大樹町は、町多目的航空公園の滑走路延伸と新設、インターステラテクノロジズ(IST、本社・大樹)の実験場拡張を検討している。施設整備の規模や時期は未定だが、射場誘致や宇宙船発着基地である「宇宙港」の構想実現に向けた拡張を進める考えだ。
同町では宇宙のまちづくり推進に向け、地方創生推進交付金を活用して観光振興戦略策定やテレワークを使った地域活性化などを調査してきた。このうち日本工営に委託した「町多目的航空公園を活用した地域活性化方策・施設整備検討調査・環境影響評価の実施」では関係団体や企業も交えて射場の在り方を検討してきた。
構想は11月に札幌市内でNPO法人北海道宇宙科学技術創成センター(HASTIC)やISTなど11企業・関係機関で構成する団体が開いた会合で町が示したもの。
浜大樹にあるISTの実験場は敷地面積約7000m²ある防衛省の試験場跡地。現在は町有地で同社が借りているが、目標とする人工衛星打ち上げ用ロケットの開発と商業化には手狭だった。
整備は2段階に分け、第1段階は実験場南部を拡張し、組み立て棟の建設を想定。

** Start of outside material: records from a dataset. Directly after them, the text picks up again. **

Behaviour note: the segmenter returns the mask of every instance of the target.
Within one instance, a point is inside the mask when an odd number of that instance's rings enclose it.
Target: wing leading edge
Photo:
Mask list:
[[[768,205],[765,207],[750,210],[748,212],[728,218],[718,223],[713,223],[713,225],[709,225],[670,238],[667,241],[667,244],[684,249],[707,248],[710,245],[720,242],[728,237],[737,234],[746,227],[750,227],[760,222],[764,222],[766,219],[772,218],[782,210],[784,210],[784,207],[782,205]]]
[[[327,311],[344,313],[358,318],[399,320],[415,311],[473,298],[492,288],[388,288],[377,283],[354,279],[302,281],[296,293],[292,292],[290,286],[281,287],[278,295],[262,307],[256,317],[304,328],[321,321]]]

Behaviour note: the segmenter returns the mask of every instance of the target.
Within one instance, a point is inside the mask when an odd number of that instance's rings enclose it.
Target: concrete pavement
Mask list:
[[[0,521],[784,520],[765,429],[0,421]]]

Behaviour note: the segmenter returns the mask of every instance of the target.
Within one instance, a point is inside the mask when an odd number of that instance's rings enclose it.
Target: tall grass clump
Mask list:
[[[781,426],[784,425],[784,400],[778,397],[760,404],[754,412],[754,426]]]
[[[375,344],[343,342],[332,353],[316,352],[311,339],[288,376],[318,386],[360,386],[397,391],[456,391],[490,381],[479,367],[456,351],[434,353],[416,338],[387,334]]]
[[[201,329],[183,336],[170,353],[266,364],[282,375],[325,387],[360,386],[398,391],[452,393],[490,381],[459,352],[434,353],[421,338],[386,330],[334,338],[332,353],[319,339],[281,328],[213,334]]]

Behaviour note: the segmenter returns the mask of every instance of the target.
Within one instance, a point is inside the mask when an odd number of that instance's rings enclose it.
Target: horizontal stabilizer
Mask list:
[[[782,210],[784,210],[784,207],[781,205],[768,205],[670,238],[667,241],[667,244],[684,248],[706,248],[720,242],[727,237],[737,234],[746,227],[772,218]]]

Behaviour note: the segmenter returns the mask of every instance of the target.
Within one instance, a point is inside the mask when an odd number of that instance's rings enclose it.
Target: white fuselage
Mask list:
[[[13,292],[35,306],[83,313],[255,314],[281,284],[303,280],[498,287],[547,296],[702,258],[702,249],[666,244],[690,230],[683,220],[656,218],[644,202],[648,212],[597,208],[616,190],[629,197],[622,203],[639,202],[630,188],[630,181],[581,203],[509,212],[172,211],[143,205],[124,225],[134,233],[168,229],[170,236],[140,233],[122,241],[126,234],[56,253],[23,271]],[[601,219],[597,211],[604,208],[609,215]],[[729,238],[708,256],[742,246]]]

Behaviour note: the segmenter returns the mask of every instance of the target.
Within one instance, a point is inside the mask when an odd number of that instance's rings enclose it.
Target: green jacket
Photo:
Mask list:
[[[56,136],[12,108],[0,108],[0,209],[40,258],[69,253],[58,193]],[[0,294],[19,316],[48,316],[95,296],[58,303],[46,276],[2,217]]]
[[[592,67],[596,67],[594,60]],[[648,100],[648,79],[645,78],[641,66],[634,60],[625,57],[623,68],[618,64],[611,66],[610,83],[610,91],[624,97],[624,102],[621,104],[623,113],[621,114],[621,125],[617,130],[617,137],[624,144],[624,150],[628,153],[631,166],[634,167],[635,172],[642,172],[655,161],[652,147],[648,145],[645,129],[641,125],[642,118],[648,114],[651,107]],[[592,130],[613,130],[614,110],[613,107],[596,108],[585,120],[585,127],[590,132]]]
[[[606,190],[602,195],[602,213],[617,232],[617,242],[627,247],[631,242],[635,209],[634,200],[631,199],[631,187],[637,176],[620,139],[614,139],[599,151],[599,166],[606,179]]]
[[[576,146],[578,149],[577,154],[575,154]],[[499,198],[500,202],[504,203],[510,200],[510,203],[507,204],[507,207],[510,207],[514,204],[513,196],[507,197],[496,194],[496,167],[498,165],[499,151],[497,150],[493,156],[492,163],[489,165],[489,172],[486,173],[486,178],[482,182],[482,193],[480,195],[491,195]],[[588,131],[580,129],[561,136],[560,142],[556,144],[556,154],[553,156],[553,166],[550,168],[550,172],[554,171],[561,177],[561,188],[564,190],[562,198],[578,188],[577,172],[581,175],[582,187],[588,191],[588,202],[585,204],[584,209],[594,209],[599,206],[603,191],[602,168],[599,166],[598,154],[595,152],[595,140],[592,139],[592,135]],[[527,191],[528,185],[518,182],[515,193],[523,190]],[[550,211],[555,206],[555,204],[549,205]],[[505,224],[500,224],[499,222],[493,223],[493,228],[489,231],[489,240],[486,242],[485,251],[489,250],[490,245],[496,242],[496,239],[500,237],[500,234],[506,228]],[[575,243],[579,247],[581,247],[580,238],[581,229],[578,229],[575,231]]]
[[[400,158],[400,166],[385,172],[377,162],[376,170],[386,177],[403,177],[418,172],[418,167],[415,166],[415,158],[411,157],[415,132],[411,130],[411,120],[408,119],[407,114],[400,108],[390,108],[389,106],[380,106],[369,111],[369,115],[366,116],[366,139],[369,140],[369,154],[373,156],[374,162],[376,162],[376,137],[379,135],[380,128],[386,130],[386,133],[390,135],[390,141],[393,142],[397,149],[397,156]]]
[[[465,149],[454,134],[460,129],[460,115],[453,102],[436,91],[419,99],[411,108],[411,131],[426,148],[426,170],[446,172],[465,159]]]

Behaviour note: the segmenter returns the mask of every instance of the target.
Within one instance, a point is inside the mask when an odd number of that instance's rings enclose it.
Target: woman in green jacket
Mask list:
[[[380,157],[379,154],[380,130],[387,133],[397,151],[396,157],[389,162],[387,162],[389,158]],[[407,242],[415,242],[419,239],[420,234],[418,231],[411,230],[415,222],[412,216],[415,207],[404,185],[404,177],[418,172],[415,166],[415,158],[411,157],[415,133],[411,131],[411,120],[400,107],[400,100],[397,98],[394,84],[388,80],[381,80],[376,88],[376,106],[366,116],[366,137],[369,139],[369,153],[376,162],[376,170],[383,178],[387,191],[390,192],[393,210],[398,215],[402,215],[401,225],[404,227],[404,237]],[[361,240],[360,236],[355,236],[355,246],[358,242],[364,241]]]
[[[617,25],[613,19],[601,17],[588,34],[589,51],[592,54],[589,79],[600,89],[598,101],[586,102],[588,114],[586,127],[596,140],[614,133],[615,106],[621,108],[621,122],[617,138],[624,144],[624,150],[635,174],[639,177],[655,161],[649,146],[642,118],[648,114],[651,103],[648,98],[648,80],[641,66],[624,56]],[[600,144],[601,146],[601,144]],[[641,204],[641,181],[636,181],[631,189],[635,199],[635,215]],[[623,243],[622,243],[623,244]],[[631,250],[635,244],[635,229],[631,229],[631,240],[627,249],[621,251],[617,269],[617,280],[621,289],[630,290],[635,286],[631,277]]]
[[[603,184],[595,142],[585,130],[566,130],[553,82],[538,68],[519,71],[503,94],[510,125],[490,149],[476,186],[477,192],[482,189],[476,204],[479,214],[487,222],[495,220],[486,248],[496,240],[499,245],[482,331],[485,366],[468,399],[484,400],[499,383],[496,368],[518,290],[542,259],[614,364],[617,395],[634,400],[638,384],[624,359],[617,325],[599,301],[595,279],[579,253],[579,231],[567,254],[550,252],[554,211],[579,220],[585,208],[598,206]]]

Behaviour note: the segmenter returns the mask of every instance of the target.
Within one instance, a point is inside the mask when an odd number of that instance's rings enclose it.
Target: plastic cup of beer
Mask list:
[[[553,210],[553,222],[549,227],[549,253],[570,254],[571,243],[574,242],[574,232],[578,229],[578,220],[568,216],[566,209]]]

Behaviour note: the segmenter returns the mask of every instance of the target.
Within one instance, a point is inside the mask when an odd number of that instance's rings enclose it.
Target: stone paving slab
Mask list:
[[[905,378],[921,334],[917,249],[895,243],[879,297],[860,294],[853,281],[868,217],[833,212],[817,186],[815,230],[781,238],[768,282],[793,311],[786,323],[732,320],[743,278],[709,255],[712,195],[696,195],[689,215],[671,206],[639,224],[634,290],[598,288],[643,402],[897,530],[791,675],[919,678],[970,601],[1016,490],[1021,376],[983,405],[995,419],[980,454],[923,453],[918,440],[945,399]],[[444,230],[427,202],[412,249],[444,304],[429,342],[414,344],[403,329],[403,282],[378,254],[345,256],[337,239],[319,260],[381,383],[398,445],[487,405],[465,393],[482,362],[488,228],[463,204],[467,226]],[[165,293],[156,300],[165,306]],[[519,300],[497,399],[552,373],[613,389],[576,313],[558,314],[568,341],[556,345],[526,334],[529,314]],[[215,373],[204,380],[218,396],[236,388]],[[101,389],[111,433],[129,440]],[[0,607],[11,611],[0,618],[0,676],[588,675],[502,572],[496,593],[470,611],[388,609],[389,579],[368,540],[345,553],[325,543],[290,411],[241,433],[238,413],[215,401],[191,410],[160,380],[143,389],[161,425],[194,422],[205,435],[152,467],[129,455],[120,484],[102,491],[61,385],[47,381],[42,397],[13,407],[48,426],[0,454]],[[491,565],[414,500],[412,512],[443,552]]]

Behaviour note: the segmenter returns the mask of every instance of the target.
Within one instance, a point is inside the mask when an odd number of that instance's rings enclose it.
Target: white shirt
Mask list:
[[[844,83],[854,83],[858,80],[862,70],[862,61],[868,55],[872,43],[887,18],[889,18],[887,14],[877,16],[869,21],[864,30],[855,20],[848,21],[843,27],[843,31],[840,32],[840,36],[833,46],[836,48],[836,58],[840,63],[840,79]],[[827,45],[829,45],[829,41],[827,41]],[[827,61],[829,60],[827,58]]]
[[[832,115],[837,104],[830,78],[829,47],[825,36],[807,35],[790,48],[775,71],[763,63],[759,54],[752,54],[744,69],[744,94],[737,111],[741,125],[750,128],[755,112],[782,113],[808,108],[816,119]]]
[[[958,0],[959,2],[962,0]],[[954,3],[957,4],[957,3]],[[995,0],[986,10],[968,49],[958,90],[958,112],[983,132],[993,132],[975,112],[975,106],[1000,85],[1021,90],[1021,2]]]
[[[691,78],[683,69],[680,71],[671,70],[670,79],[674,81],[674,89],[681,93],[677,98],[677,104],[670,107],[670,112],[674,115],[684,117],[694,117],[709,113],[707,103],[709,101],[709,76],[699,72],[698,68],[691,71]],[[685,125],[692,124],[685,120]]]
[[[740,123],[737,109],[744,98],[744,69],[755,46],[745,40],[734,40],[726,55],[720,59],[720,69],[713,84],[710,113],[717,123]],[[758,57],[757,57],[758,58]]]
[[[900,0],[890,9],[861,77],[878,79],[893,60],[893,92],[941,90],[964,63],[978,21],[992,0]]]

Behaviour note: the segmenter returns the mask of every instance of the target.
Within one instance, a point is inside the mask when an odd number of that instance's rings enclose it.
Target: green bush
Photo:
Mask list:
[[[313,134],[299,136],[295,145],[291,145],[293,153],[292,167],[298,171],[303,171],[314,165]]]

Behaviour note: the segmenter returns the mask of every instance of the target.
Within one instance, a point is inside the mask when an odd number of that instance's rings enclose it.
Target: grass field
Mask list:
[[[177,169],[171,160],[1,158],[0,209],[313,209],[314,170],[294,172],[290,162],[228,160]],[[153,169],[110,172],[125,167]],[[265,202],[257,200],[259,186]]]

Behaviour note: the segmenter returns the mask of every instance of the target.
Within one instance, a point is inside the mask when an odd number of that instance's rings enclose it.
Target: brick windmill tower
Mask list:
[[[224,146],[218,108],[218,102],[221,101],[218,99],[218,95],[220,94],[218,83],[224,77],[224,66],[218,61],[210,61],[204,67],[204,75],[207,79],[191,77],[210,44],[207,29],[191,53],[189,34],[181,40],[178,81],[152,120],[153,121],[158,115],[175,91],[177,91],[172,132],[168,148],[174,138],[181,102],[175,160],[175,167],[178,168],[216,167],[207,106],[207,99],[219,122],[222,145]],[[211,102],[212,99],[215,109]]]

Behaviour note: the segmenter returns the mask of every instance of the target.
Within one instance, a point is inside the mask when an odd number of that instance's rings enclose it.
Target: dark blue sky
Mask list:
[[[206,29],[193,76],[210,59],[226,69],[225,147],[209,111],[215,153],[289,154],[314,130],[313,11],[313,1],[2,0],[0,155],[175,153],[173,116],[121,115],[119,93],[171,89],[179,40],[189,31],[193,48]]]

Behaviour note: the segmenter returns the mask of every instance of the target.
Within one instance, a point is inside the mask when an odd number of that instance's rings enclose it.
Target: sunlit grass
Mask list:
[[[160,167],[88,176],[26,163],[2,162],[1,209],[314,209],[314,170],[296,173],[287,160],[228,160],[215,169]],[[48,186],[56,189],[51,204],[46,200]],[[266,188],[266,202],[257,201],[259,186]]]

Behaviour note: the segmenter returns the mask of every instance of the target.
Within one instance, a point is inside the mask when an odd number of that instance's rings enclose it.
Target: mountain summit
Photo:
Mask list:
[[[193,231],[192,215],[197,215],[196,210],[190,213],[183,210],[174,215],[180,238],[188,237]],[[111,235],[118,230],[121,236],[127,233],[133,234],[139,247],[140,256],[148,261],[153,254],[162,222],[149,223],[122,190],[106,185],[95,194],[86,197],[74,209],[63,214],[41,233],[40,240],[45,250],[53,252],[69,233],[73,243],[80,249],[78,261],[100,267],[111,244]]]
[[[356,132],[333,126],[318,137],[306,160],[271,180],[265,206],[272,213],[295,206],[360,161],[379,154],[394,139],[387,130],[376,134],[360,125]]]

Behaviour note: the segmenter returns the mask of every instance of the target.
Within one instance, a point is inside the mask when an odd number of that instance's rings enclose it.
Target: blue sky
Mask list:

第2段階はISTの実験状況や宇宙関連企業の動向を踏まえて射場の整備に取り掛かる構えだ。時期は未定だが同社は2020年ごろに人工衛星を搭載したロケット「ZERO(ゼロ)」の打ち上げを目指しており、開発に合わせた施設整備が必要になる。
町多目的航空公園にある1000mの滑走路は宇宙航空研究開発機構(JAXA)のさらなる研究に活用できるよう300m延伸する。また宇宙港としての機能充実を図るため長さ3000mの滑走路を新設する考えで、適地の選定や周辺の環境調査を進めている。
町の担当者は「構想は描き始めたばかりで考え方を示したまで。時期はISTの今後の実験状況にもよる」と話した。